I need some help with C4.5 algo. I got one task to write that algo by myself and build a decision tree on a train data and then test it.
Using data from UCI Machine Learning Repository. I wrote some code, got recursion child in child and it built wrong tree.
Here is how i build tree
def build_tree(parent):
for sublist in parent.split_list:
child = Node()
child.parent_atr = parent.atr
child.parent_type = sublist[parent.atr][0]
if entropy(sublist) == 0.0:
child.class_type = sublist[CLASS][0]
parent.children.append(child)
else:
atr, split_list = get_best_attribute(sublist.copy().drop([parent.atr], axis=1))
if atr is None:
child.class_type = round(sum(sublist[CLASS]/len(sublist)))

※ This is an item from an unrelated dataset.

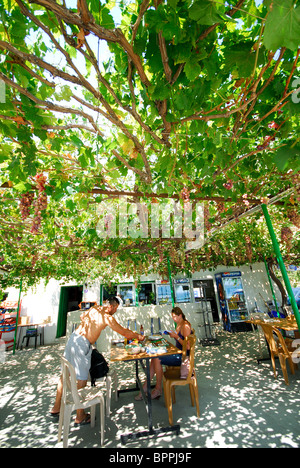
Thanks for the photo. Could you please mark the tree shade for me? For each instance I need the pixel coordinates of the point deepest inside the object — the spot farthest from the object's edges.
(192, 101)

parent.children.append(child)
else:
child.atr = atr
child.split_list = split_list
parent.children.append(child)
return build_tree(child)
The Node class:
class Node:
children = list()
split_list = pd.DataFrame()
def __int__(self, param_name="", parent_type="", parent_atr="", class_type=None):
self.atr = param_name
self.parent_type = parent_type
self.parent_atr = parent_atr
self.class_type = class_type
and get_best_attribute is
def get_best_attribute(data):
ratios = dict()
dict_list = dict()
if len(data.columns) == 1:
return None, data
for column_name in data:
if column_name == CLASS:
continue
uniq_values = data[column_name].unique()
subarray_list = list()
for value in uniq_values:
subarray_list.append(data.loc[data[column_name] == value].copy())
ratios[column_name] = gain_ratio(data, subarray_list)
dict_list[column_name] = subarray_list
ans = max(ratios.items(), key=operator.itemgetter(1))[0]
return ans, dict_list[ans]
I checkd the formulas (entropy and e.t.c), they work correctly.
When debugging got this recurion.
What I'm doing wrong?